I have following exercise:


If we list all the natural numbers below 10 that are multiples of 3 or
5, we get 3, 5, 6 and 9. The sum of these multiples is 23.


Find the sum of all the multiples of 3 or 5 below 1000.

So I wrote below code which finds the sum of all multiples of 3 or 5 below 1000.

Main.java:

package pl.hubot.projecteuler.problem1;

public class Main {
    public static void main(String[] args) {
        int sum = 0;
        for (int i = 1; i < 1000; i++) {
            if (i % 3 == 0 || i % 5 == 0) sum += i;
        }
        System.out.print(sum);
    }
}


How it code works?

I declared sum variable, iterated through i = 1 to i = 999 and if i is multiply of 3 or 5 then I add it to the sum. Finally, I printed out the sum variable.

Questions

  • Is it a efficient method to solve this exercise?

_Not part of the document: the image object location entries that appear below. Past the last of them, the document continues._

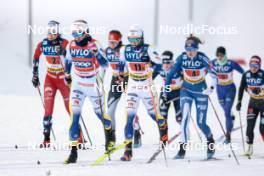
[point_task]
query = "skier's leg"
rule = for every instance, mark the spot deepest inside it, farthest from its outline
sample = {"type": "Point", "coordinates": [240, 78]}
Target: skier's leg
{"type": "Point", "coordinates": [201, 102]}
{"type": "Point", "coordinates": [177, 107]}
{"type": "Point", "coordinates": [114, 96]}
{"type": "Point", "coordinates": [49, 97]}
{"type": "Point", "coordinates": [164, 107]}
{"type": "Point", "coordinates": [77, 97]}
{"type": "Point", "coordinates": [229, 100]}
{"type": "Point", "coordinates": [149, 98]}
{"type": "Point", "coordinates": [96, 96]}
{"type": "Point", "coordinates": [186, 106]}
{"type": "Point", "coordinates": [132, 105]}
{"type": "Point", "coordinates": [252, 114]}
{"type": "Point", "coordinates": [261, 125]}
{"type": "Point", "coordinates": [65, 92]}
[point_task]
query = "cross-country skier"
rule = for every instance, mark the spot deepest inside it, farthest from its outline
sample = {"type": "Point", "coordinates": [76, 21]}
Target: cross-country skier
{"type": "Point", "coordinates": [173, 97]}
{"type": "Point", "coordinates": [253, 82]}
{"type": "Point", "coordinates": [194, 66]}
{"type": "Point", "coordinates": [53, 48]}
{"type": "Point", "coordinates": [83, 60]}
{"type": "Point", "coordinates": [118, 82]}
{"type": "Point", "coordinates": [137, 57]}
{"type": "Point", "coordinates": [226, 89]}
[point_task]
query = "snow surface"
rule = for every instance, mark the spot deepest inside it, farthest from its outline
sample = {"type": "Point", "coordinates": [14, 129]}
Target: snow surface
{"type": "Point", "coordinates": [21, 108]}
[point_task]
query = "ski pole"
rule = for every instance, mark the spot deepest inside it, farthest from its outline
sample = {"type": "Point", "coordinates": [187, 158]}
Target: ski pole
{"type": "Point", "coordinates": [40, 95]}
{"type": "Point", "coordinates": [196, 129]}
{"type": "Point", "coordinates": [86, 131]}
{"type": "Point", "coordinates": [156, 112]}
{"type": "Point", "coordinates": [218, 119]}
{"type": "Point", "coordinates": [242, 133]}
{"type": "Point", "coordinates": [98, 80]}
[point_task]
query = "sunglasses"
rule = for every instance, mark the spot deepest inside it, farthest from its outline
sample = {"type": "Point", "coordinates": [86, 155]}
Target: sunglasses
{"type": "Point", "coordinates": [113, 42]}
{"type": "Point", "coordinates": [77, 34]}
{"type": "Point", "coordinates": [134, 40]}
{"type": "Point", "coordinates": [253, 65]}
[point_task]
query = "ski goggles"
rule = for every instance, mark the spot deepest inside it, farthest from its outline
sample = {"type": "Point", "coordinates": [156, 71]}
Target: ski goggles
{"type": "Point", "coordinates": [113, 42]}
{"type": "Point", "coordinates": [134, 40]}
{"type": "Point", "coordinates": [52, 32]}
{"type": "Point", "coordinates": [189, 48]}
{"type": "Point", "coordinates": [166, 61]}
{"type": "Point", "coordinates": [254, 65]}
{"type": "Point", "coordinates": [78, 34]}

  • How can I simplify code?



  • How can I increase performance of this code?

Solution

I think it is very concise, well done!

For this small problem this will be fast enough.

Code only

I would only add braces around the if body:

for (int i = 1; i < 1000; i++) {
        if (i % 3 == 0 || i % 5 == 0) { 
            sum += i;
        }
 }


For performance, please note that modulo is kind of slow. You could implement two variables that hold multiples of 3 and 5.

public static void main(String[] args) {
        int threes = 0;
        int fives  = 0;
        int sum    = 0;
        for (int i = 1; i threes)
                threes+=3;
            if (i>fives)
                fives+=5;
            if (i == threes || i == fives )
                sum+=i;
        }
        System.out.print(sum);
    }


Math

Better will be to go purely mathemathical:


The formula for the sum of an arithmetic series is:


Sn = (n/2) * (a1 + an)


Sn = the sum of the n terms in the sequence.


a1 = the first term in the sequence.


an = the nth term in the sequence.

We need to determine the number of items 'n' in the sequence. For simplicity I name this occurrences.

This is calculated as dividing the limit - 1 by number. Because the integer division, it is rounded down.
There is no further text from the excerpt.